59. In this case, the psychiatrist hired by habeas counsel reviewed Applicant’s medical

records and determined that Applicant was actively schizophrenic at the time of the

offense and that the nature of the schizophrenic process includes the inability at any given

moment to discern right from wrong. He stated in his affidavit:

       Given the likelihood that [Applicant] was psychotic and paranoid when he
       stole the car, his psychosis and paranoia probably were exacerbated during
       the chase, causing him to believe that someone was trying to kill him.
       Therefore, it is my opinion, based on reasonable medical probability, that
       [Applicant] was suffering from untreated schizophrenia, was unable to
       discern right from wrong, and was insane at the time of the offense on
       August 1, 2005.

Had Applicant gone to trial, such testimony by a psychiatrist may have raised a
                                                                                  Imoudu–Page 9

reasonable doubt in the mind of the trier of fact.4 This satisfies Strickland’s prejudice

requirement. 466 U.S. at 695.

                                       CONCLUSION

       We conclude that counsel erred in failing to investigate Applicant’s sanity at the

time of the offense. Additionally, Applicant has shown that there is a reasonable

probability that if his attorneys had informed him of the possibility of pursuing an insanity

defense, he would not have pled guilty and would have gone to trial. Therefore,

Applicant was prejudiced by counsel’s error and he is entitled to relief.

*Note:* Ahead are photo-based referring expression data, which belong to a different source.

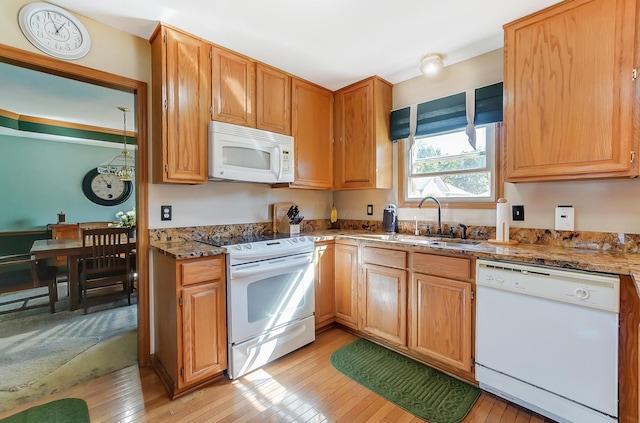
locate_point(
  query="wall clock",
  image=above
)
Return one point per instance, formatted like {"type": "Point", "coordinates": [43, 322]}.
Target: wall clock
{"type": "Point", "coordinates": [105, 189]}
{"type": "Point", "coordinates": [54, 31]}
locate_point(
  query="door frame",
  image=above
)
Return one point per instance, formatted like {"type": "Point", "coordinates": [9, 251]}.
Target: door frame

                                                            Meyers, J.

Delivered: June 3, 2009

Publish

       4
         We are not called upon here to decide if Applicant actually was insane at the time of the
offense. Our concern is simply that, due to counsel’s failure to investigate Applicant’s medical
history, Applicant was not able to make an educated decision regarding whether to proceed to
trial and raise an insanity defense. We acknowledge that the 17-year sentence Applicant received
was favorable in light of the fact that he was charged with murder, for which he could have been
sentenced to 5 to 99 years or life, and with manslaughter, for which he could have received 2 to
20 years. However, a lenient sentence does not indicate a lack of prejudice.